On 6/16/2020 between the hours of 0001 am and 1159 pm the patients posterior head wound was not addressed.
On 6/17/2020 between the hours of 0001 am and 1159 pm the patients posterior head wound was not addressed.
On 6/18/2020 between the hours of 0001 am and 1159 pm the patients posterior head wound was not addressed.
On 6/19/2020 between the hours of 0001 am and 1159 pm the patients posterior head wound was not addressed.
On 6/20/2020 between the hours of 0001 am and 1159 pm the patients posterior head wound was not addressed.
On 6/21/2020 between the hours of 0001 am and 1159 pm the patients posterior head wound was not addressed.
On 6/22/2020 at 0700 and at 2200 the patients posterior head wound was assessed. It was noted that the dressing was clean. However, there was no evidence that the dressing was changed to the patient's posterior head wound.

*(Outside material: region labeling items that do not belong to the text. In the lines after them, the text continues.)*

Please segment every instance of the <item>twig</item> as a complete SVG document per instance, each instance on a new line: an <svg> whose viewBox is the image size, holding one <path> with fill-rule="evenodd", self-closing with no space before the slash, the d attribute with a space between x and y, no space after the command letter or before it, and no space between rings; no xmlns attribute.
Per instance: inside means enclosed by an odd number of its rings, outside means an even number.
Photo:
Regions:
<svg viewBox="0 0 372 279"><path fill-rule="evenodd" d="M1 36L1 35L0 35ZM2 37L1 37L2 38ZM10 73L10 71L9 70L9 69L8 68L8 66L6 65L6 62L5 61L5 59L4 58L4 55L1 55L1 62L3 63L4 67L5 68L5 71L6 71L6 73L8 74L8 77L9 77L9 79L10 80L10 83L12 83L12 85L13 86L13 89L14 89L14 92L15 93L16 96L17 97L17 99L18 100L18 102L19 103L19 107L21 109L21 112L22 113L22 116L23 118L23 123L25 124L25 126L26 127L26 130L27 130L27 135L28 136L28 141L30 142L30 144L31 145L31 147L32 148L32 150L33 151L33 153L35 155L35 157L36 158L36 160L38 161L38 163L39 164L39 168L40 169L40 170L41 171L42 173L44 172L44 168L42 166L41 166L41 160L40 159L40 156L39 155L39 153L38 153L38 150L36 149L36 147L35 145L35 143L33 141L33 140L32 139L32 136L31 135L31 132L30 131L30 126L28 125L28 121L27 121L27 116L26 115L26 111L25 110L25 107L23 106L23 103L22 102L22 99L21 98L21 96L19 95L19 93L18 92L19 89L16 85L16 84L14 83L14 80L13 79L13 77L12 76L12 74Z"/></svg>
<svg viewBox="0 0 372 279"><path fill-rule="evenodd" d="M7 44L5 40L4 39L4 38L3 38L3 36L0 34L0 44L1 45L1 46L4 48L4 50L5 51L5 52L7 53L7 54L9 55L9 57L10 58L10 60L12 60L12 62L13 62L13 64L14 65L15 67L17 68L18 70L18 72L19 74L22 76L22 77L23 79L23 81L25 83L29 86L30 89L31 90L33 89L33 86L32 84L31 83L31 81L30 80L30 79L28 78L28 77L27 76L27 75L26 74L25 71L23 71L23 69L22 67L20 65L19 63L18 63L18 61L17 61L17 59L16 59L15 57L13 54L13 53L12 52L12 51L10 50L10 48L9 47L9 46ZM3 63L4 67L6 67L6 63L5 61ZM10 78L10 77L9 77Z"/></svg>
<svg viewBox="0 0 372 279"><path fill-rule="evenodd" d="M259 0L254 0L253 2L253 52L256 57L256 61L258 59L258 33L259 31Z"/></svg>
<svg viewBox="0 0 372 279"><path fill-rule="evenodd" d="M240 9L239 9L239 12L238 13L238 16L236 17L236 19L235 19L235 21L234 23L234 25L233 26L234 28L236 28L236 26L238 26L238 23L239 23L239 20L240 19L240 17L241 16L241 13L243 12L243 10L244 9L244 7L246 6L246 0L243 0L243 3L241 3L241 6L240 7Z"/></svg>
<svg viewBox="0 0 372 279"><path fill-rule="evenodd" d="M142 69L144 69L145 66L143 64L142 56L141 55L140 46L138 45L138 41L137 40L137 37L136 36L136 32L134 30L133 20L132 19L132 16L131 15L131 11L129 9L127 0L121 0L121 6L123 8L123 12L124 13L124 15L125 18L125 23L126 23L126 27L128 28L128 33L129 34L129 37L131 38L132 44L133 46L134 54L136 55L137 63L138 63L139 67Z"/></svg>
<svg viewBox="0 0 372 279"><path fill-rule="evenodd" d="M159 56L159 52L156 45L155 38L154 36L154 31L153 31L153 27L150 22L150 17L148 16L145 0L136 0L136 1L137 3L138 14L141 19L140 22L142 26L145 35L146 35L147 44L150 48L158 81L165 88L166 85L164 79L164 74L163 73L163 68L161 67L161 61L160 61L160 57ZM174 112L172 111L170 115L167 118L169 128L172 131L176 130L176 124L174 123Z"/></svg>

On 6/23/2020 between the hours of 0001 am and 1159 pm there was no evidence that documented the patients posterior head wound dressing was assessed, cleaned or changed.
On 6/24/2020 between the hours of 0001 am and 1259 the patient's posterior head wound was not addressed.

A review of the facility's "Patient Assessment and Documentation" policy dated effective 11/15/2019 documented as follows:
III. Policy:
C: The RN documents admission and on-going focused assessments, patient/family teaching, plan of care, interventions and patient response in the medical record...
F. The RN interacts with patient, family and significant others to establish goals and formulates plan of care.